Do Car Alarms Really Work?
Car alarms, it turns out, do very little of what they’re intended to do. Presumably, when they designed the first car alarms, it seemed like a good idea. Today they seem to always be going off for random reasons. Recently, two studies found that 95 to 99 percent of all car-alarm soundings are literally false alarms.
Perhaps because of that, car-security experts say, those that hear car alarms rarely pay them any attention. Since blaring alarms usually mean someone accidentally bumped into a vehicle, or a ball bounced off it, an alarm rarely means an actual theft is taking place. Besides, if a thief really is trying to steal a car, who wants to approach a dangerous criminal? The answer is no one.
Worse, car alarms may be affecting the health of the people around them when they go off. A recent report estimated that New York’s car alarms lead to about $400 to $500 million per year in “public-health costs, decreased property value, and diminished quality of life.” Perhaps a bit extreme but the point still stands that blaring car-alarms are stress-inducing and sleep-interrupting. No one who lives in the city will disagree with that.
So if car alarms don’t work, how did they become some common in the first place? When the technology became widespread in the 70s, it was a time when neighbors might have been more likely to come to the aid of a besieged vehicle.
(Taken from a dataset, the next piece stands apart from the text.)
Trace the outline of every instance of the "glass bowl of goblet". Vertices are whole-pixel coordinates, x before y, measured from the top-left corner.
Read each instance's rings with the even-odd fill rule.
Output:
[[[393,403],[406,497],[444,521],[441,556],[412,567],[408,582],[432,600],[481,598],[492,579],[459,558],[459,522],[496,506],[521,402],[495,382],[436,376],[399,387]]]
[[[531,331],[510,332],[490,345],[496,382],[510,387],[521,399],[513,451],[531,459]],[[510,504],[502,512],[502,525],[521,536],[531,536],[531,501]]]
Over time, though, people grew to ignore them, especially in the ‘80s and ‘90s, when urban crime rates increased and even more drivers started installing them.
Today, the sales staff at Watters Autoland in Indianola, IA, a Buick, GMC automobile dealer tell us that very few cars roll out of factories equipped with car alarms anymore. Currently, the federal government doesn’t require carmakers to install alarms. In fact, the only anti-theft requirements they have other than mandating that they differentiate the key combinations for different vehicles.
That said, many drivers today still elect to purchase car alarms separately from third-party vendors, so they are not going extinct. Some people still want an alarm on their vehicle. Another thing keeping them around is that they’re cheap. You can buy the cheap ones for $30 to $50, which is far less expensive than the more-sophisticated immobilization systems that are built into most cars today.
Given all this, the companies that sell car alarms almost certainly know that their products are ineffective but they aren’t going to stop making them.